Brian Reigle, a City College culinary arts student, was inspired by a growing food trend called ‘nose-to-tail’ and decided to make his own bacon from scratch.
‘Nose-to-tail’ is practiced in restaurants all over the world. They purchase an entire animal and use most of their parts, such as heart, feet, tripe and liver to create innovative dishes that leave little to waste.
“I think ‘nose-to-tail’ is, has been and will always be something that real chefs use,” said Justin West, owner of restaurant Julienne in downtown Santa Barbara. “It’s a trendy business, you know, but I think that real chefs are always going to appreciate and respect the animal and use ‘head to tail.’”
Reigle orders whole pork bellies from “Woody’s Butcher” in Santa Maria for $6.95 per pound. He then cures, cuts and smokes the pork in his childhood home in Lompoc. The process takes between five and ten days.

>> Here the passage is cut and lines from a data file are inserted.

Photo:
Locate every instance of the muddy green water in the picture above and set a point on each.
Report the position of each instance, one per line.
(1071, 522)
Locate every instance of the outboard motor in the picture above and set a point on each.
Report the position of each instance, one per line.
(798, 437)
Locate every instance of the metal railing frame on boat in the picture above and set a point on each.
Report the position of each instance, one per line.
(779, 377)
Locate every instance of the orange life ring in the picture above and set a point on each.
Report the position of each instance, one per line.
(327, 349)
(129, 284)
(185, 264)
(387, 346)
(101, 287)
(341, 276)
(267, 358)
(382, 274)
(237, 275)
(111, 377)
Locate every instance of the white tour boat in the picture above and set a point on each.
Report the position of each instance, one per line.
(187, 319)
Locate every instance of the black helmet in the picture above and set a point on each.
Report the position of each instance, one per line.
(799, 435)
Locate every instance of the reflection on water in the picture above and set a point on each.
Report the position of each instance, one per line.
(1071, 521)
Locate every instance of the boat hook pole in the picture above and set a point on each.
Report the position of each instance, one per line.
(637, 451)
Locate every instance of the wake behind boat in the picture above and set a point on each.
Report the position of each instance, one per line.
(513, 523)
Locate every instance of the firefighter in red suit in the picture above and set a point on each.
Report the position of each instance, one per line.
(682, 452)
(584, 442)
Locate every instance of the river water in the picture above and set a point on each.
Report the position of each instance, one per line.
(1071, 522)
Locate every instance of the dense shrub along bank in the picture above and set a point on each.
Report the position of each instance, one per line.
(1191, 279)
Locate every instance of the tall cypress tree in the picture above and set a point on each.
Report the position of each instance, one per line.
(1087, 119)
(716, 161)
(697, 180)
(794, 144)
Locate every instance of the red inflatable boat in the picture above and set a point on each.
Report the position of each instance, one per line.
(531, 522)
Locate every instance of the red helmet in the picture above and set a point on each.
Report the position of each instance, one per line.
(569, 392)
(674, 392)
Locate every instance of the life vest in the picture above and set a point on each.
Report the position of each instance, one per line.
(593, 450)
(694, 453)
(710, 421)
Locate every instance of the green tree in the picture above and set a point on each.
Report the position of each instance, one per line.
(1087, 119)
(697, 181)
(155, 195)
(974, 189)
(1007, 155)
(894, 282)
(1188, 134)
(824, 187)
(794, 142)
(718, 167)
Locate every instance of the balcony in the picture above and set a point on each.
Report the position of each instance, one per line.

“Essentially I wanted to take the meat analysis class at City College, but I couldn’t take it until next semester,” Reigle said. “I decided that I didn’t need the class to make bacon … and I bought a book on it.”
Reigle is enrolled in his third semester at the culinary arts department at City College. Department chair Randy Bublitz said Reigle is an innovative cook with a sincere passion for food.
“Everybody in the class seems to enjoy the bacon that I make [and] hopefully it’s not all concocted responses,” Reigle said. “But it’s all genuine I think.”